Note: This piece originally appeared in Spanish by the Fundación para el Debido Proceso (DPLf), is a D.C.-based organization which promotes the rule of law in Latin America. Estefania Medina and Adriana Greaves are lawyers and co-founders of TOJIL, Estrategia contra la Impunidad.
To read the original piece, click here.
On September 15, Mexican President Andrés Manuel López Obrador sent a proposal to Congress on whether former presidents should be investigated and sanctioned for possible past crimes.
However, this proposal was unnecessary because the Mexican Constitution as well as the General Prosecution of the Republic and district prosecutions, are obliged to investigate when they know about a possible crime. Filing a criminal complaint is enough to initiate such investigations.
Although a referendum is not mandatory to commence investigations, the constitutional procedure to open it indicates that, once 33 percent of any of the congressional chambers, two percent of the electoral register, or the president accepts it, the Congress of the Union must send it to the Supreme Court of Justice to decide on the constitutionality.
The Supreme Court analyzes two issues: first, as previously mentioned, it reviews whether the subject is legal or prohibited by Article 35 of the Constitution. Secondly, the Court verifies that the question derives directly from the referendum’s subject: it must not be biased, must employ a neutral and understandable language, and must be posed in a categorical form—meaning, a positive or negative reply.
What happened during the Supreme Court plenary session on October 1?
The Supreme Court, unprecedentedly, ruled in favor of the constitutionality of the president’s referendum, in a six to five vote. This is a controversial decision because the Constitution explicitly establishes that popular consultations involving “restrictions of human rights and guarantees recognized in the Constitution and international treaties” are not appropriate.
Prior to the session, Minister Luis María Aguilar made a draft consultation that proposed to declare the president’s referendum unconstitutional based on five arguments:
- It conditions the effectiveness and validity of human rights.
- It puts the rights of victims at risk.
- It is contrary to the presumption of innocence and due process.
- It restricts the protection of rights since the investigation and punishment of crimes is an exclusive function of the Mexican state that cannot be subject to popular decision.
- The referendum violates the principle of equality.
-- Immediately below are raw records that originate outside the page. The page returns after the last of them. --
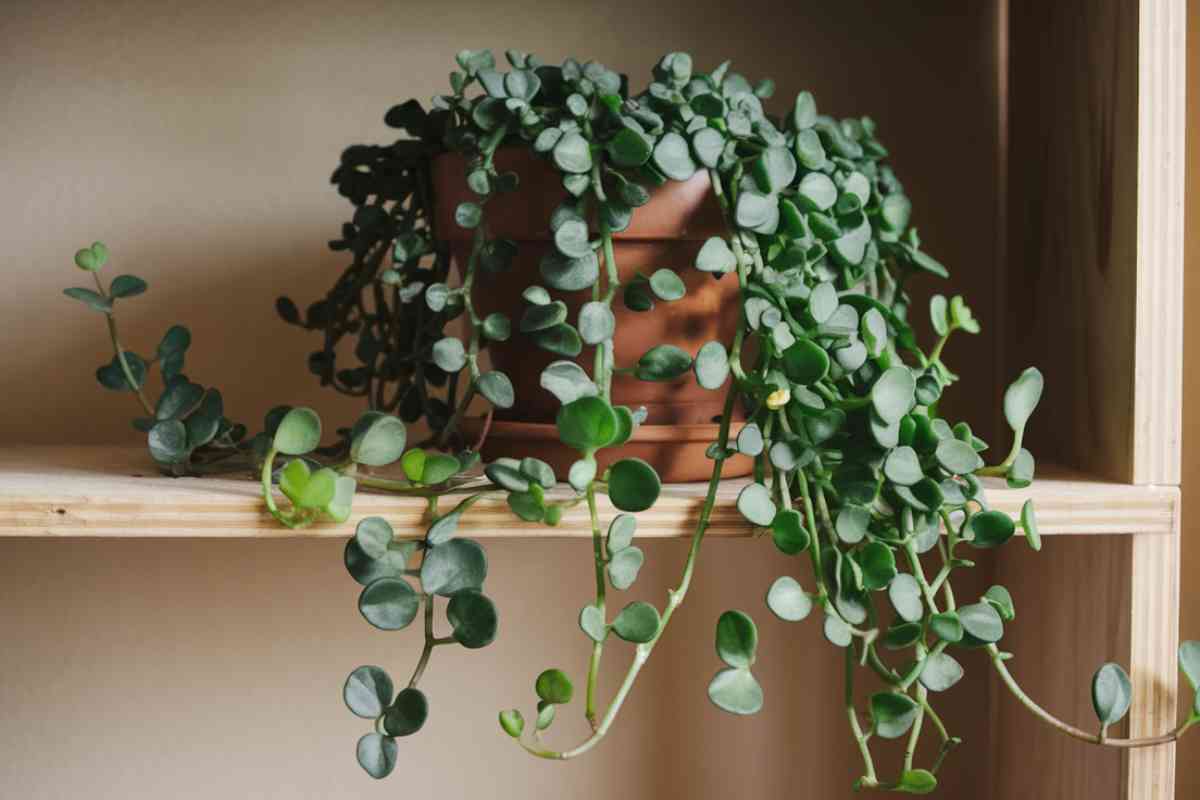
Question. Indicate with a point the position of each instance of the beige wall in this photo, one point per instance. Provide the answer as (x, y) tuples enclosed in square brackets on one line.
[(196, 139), (1188, 783)]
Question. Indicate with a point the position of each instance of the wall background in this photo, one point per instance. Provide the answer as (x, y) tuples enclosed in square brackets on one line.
[(197, 140)]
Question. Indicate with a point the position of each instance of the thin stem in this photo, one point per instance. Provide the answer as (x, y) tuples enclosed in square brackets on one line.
[(111, 318), (1069, 729), (601, 588), (675, 597), (430, 642), (869, 779)]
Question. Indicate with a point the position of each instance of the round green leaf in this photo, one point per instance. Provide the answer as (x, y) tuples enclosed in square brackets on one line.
[(597, 323), (736, 691), (513, 722), (621, 533), (568, 382), (377, 755), (637, 623), (947, 626), (573, 154), (454, 565), (592, 623), (837, 632), (1111, 693), (805, 362), (712, 366), (737, 638), (787, 600), (715, 257), (904, 591), (126, 286), (366, 570), (879, 565), (629, 148), (917, 782), (1030, 524), (941, 672), (1002, 601), (893, 394), (407, 714), (787, 531), (667, 286), (553, 686), (377, 439), (957, 457), (372, 534), (903, 467), (299, 432), (582, 473), (168, 441), (991, 528), (633, 485), (663, 362), (497, 328), (449, 354), (468, 215), (571, 239), (1021, 397), (749, 440), (673, 157), (893, 714), (439, 468), (981, 621), (623, 567), (94, 300), (367, 692), (389, 603), (1020, 473), (816, 192), (755, 504), (587, 423), (473, 618)]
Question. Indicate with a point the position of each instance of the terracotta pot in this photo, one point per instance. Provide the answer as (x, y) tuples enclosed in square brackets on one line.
[(667, 232)]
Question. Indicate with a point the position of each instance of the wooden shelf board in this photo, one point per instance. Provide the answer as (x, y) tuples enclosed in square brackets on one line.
[(94, 491)]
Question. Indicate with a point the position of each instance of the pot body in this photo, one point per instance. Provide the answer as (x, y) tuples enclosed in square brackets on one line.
[(667, 232)]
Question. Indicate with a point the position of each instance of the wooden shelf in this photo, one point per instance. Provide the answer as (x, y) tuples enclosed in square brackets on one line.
[(117, 492)]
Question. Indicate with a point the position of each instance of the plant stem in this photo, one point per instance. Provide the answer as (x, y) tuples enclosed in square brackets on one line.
[(430, 642), (597, 647), (1069, 729), (675, 597), (869, 779), (111, 318)]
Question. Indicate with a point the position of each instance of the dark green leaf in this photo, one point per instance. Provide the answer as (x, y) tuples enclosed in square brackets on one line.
[(389, 603), (454, 565), (473, 618), (737, 638), (367, 692), (637, 623)]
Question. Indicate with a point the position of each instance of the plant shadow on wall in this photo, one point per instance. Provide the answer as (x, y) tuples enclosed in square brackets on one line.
[(853, 470)]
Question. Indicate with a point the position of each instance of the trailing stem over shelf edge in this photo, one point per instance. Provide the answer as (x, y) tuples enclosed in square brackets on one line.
[(103, 491)]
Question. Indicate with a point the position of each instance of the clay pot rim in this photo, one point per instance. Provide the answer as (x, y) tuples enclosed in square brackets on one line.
[(545, 431)]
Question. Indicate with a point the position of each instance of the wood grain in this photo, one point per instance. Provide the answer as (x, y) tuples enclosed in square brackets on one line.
[(94, 491), (1162, 155)]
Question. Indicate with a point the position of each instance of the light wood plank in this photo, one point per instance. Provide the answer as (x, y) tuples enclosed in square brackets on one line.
[(1162, 155), (117, 492), (1155, 641)]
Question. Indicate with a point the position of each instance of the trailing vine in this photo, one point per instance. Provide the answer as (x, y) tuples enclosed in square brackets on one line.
[(856, 473)]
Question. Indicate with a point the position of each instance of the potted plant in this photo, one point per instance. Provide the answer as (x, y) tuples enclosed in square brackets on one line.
[(550, 209)]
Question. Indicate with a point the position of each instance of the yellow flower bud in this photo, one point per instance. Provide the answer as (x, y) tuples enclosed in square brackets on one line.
[(778, 398)]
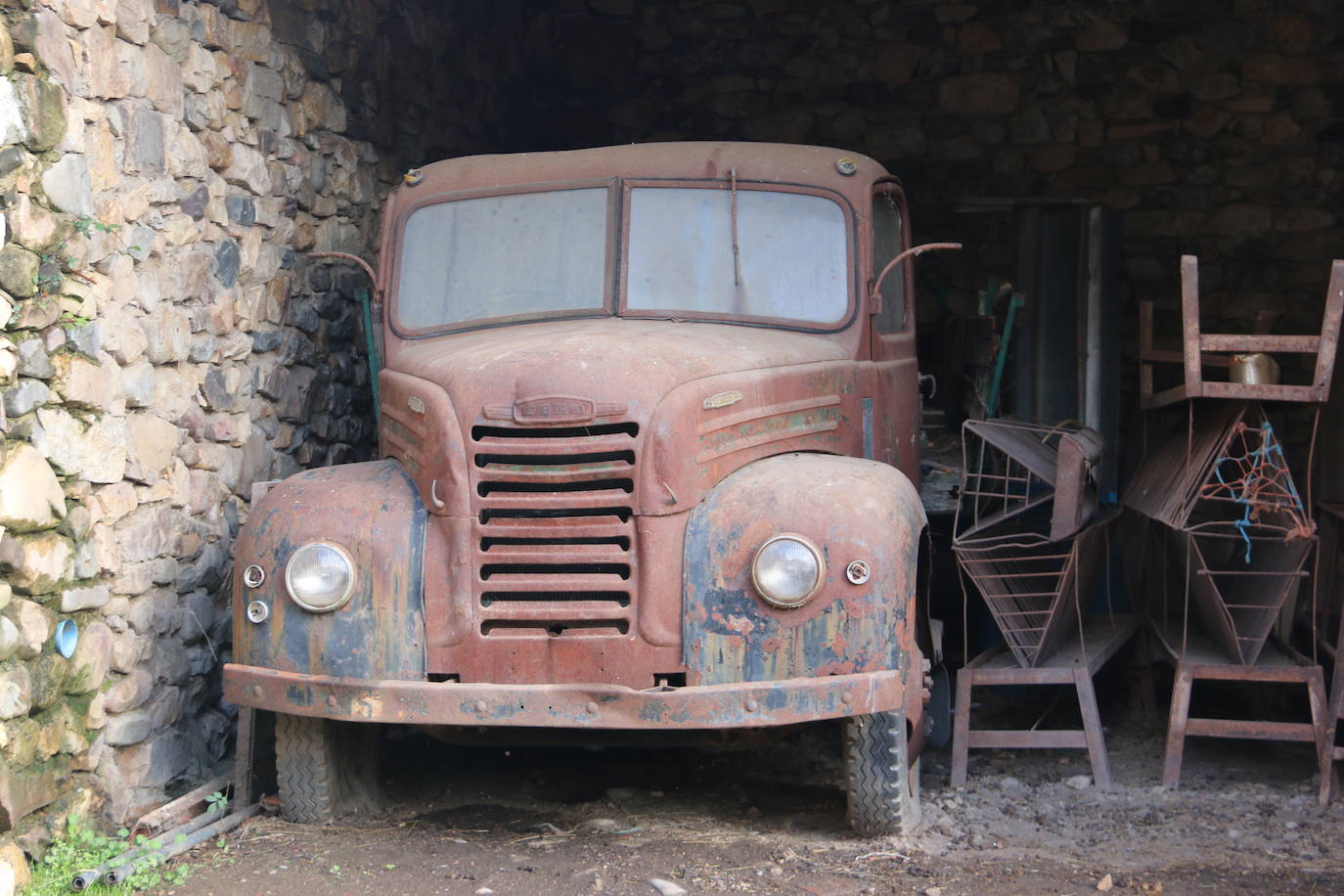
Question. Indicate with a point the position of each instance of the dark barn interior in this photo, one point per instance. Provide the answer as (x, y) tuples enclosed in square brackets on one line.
[(1075, 150)]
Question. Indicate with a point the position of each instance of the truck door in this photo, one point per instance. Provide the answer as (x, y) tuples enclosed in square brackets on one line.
[(895, 417)]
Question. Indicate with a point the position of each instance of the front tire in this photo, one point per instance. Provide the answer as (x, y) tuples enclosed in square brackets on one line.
[(326, 769), (880, 784)]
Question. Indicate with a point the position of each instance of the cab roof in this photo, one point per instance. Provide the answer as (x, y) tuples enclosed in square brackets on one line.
[(690, 160)]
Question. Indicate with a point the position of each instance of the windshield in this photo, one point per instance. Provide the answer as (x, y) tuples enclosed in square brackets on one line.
[(772, 255), (691, 251), (503, 256)]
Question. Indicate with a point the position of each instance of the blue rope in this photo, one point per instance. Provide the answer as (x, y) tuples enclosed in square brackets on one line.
[(1268, 453)]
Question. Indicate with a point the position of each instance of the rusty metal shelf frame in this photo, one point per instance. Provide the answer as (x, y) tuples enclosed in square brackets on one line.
[(1326, 614), (1197, 659), (1196, 348), (1234, 521), (1075, 664), (1034, 589), (1012, 468)]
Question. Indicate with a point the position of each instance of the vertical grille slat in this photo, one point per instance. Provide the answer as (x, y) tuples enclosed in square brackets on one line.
[(556, 532)]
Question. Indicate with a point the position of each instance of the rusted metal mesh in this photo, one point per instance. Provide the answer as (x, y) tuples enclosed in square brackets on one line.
[(1251, 474), (1034, 589), (1024, 478)]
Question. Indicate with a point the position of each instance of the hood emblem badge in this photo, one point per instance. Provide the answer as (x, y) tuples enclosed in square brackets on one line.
[(554, 409), (722, 399)]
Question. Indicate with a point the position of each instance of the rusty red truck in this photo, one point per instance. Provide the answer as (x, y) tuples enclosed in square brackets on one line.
[(648, 445)]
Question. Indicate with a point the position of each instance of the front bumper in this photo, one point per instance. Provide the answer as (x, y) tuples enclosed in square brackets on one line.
[(751, 704)]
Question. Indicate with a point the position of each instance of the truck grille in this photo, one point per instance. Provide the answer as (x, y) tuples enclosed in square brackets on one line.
[(556, 529)]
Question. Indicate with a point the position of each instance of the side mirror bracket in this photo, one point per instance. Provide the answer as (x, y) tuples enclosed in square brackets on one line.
[(875, 291)]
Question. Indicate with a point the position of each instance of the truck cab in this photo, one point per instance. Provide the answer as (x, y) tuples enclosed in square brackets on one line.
[(648, 442)]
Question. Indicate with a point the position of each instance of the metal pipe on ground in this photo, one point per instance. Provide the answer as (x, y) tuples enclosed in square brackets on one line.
[(121, 861), (164, 853), (152, 821)]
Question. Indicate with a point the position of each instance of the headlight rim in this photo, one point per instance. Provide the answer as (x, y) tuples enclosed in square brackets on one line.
[(816, 555), (349, 585)]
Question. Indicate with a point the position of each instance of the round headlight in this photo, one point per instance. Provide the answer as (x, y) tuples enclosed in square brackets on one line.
[(786, 571), (320, 576)]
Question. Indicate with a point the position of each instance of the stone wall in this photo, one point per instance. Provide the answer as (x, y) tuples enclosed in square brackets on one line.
[(1214, 124)]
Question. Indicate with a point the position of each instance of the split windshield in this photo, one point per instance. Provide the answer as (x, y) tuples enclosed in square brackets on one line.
[(691, 252)]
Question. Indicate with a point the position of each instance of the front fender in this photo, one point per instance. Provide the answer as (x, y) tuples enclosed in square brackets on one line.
[(850, 508), (376, 514)]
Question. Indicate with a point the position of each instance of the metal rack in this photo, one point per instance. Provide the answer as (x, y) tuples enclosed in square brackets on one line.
[(1225, 506)]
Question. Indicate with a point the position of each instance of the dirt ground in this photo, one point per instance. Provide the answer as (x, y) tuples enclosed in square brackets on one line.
[(553, 823)]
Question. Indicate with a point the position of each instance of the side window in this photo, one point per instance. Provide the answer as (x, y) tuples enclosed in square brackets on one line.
[(886, 245)]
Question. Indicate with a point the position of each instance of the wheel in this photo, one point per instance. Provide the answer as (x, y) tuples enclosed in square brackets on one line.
[(326, 769), (880, 786)]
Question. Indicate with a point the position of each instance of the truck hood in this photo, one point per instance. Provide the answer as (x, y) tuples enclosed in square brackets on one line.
[(624, 366)]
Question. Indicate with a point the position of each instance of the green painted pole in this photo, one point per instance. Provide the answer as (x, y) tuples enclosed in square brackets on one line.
[(373, 349)]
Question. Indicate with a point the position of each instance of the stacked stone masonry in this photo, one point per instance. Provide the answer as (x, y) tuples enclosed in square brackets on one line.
[(167, 164)]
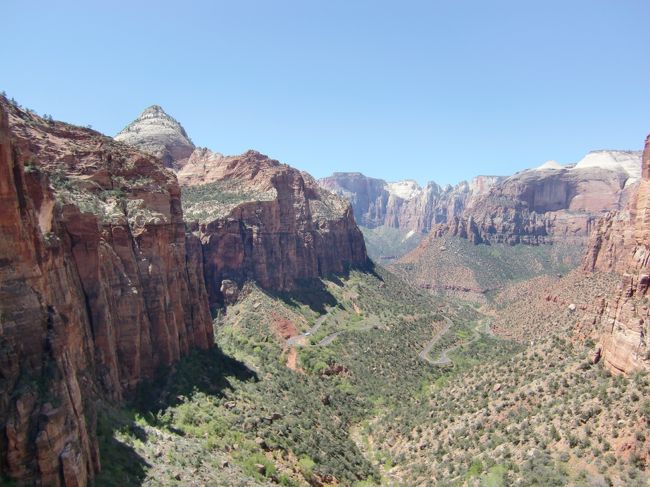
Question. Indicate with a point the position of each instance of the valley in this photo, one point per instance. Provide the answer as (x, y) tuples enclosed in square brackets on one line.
[(175, 316)]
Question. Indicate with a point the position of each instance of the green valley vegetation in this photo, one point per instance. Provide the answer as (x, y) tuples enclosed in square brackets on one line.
[(351, 401)]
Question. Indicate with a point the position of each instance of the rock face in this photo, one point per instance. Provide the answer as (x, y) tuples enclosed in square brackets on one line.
[(257, 219), (99, 286), (159, 134), (265, 221), (621, 243), (542, 205), (404, 204), (531, 207)]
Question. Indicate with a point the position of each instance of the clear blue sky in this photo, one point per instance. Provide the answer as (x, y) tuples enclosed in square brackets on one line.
[(439, 90)]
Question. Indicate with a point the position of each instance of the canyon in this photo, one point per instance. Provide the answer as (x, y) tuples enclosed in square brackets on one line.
[(621, 243), (103, 282), (146, 262), (535, 206)]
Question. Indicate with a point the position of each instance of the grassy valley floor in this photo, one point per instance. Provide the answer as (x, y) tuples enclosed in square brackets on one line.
[(329, 386)]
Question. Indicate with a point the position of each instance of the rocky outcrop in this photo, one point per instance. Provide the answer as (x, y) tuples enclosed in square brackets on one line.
[(257, 219), (545, 204), (99, 286), (159, 134), (531, 207), (265, 221), (621, 243), (404, 204)]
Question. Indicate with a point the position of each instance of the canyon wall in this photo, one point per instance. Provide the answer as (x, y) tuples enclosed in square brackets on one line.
[(265, 221), (621, 243), (534, 206), (404, 204), (99, 286)]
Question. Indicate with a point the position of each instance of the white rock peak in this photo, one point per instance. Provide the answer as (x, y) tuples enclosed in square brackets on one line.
[(406, 189), (158, 133)]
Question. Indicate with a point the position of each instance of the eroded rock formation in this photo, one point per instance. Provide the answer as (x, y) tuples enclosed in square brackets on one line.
[(259, 219), (159, 134), (531, 207), (621, 243), (265, 221), (99, 286)]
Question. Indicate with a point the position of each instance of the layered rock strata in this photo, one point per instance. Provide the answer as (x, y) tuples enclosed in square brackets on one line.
[(531, 207), (262, 220), (99, 286), (621, 243), (159, 134)]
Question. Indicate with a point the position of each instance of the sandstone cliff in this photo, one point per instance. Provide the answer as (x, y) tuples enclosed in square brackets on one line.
[(532, 207), (257, 219), (621, 243), (404, 204), (265, 221), (159, 134), (99, 286)]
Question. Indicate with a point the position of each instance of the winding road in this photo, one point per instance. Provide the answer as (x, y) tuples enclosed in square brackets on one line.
[(444, 359), (297, 340)]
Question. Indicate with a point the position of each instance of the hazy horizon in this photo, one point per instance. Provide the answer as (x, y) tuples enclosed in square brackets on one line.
[(422, 91)]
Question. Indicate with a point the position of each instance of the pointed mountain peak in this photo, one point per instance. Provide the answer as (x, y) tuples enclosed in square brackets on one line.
[(160, 134)]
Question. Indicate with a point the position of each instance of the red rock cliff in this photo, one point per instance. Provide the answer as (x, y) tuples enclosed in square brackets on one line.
[(621, 243), (265, 221), (99, 285)]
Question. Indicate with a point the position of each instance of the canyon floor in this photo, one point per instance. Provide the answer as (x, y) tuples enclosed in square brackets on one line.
[(372, 379)]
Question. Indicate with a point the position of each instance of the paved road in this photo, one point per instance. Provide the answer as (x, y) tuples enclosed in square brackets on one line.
[(444, 359), (299, 340)]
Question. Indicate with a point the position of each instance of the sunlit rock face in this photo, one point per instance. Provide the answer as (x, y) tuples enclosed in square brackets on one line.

The project was legally bulletproof and the referendum seemed likely to be found to contradict the Constitution. Nonetheless, beyond the result itself, the most worrying component was the session, which was led by six ministers—chaired by Minister President Arturo Zaldívar—who based their favorable opinions on political (not judicial) arguments. This resulted in a strange resolution because, although they declared the referendum to be constitutional, they also completely re-drafted the question. Evidently, the original question posed by the president did not pass the constitutional review. The new question is listed as the following:
“Do you agree or not that the necessary actions be carried out, in accordance with the constitutional and legal framework, to undertake a process of clarification of the political decisions made in recent years by political actors aimed at guaranteeing justice and the rights of potential victims?”
In addition, the justices declared that the referendum was not binding for justice officials. This is contrary to what is established in the Constitution as it establishes that popular consultations will be binding when 40% of the members of the nominal list—approximately 36 million Mexicans—go to vote.
In spite of the outcome of this referendum and the Supreme Court’s use of legal interpretations mixed with political arguments, we must recognize the other five justices that did not give into the political pressure and denounced the consultation’s unconstitutionality.
What will happen now?
Now that the president’s question has been approved, it is not subject to subsequent modifications, and will be sent to the Congress of the Union. Once approved, it will sanction the referendum call through a decree, and the National Electoral Institution will have to organize the vote. However, there is a foreseeable technical issue relating to the consultation date. Although the Constitution sets the date for the first Sunday of August, the government has set it for June 2021, coinciding with mid-term elections for congressman, 15 governorships, local legislatures, and municipalities.
Moreover, preliminary estimates have shown that the referendum will cost millions of Mexican pesos that could be used to battle the country’s greater social and economic issues. The most worrying issue of this referendum is the vulnerability of the Mexican democratic system when facing the legislative and justice branches, which have proven incapable of obeying the law and the Constitution when it contradicts the presidential mandate. The president’s consultation was unnecessary, unconstitutional, and expensive. We can only hope that this strike against justice does not turn out to be even more costly.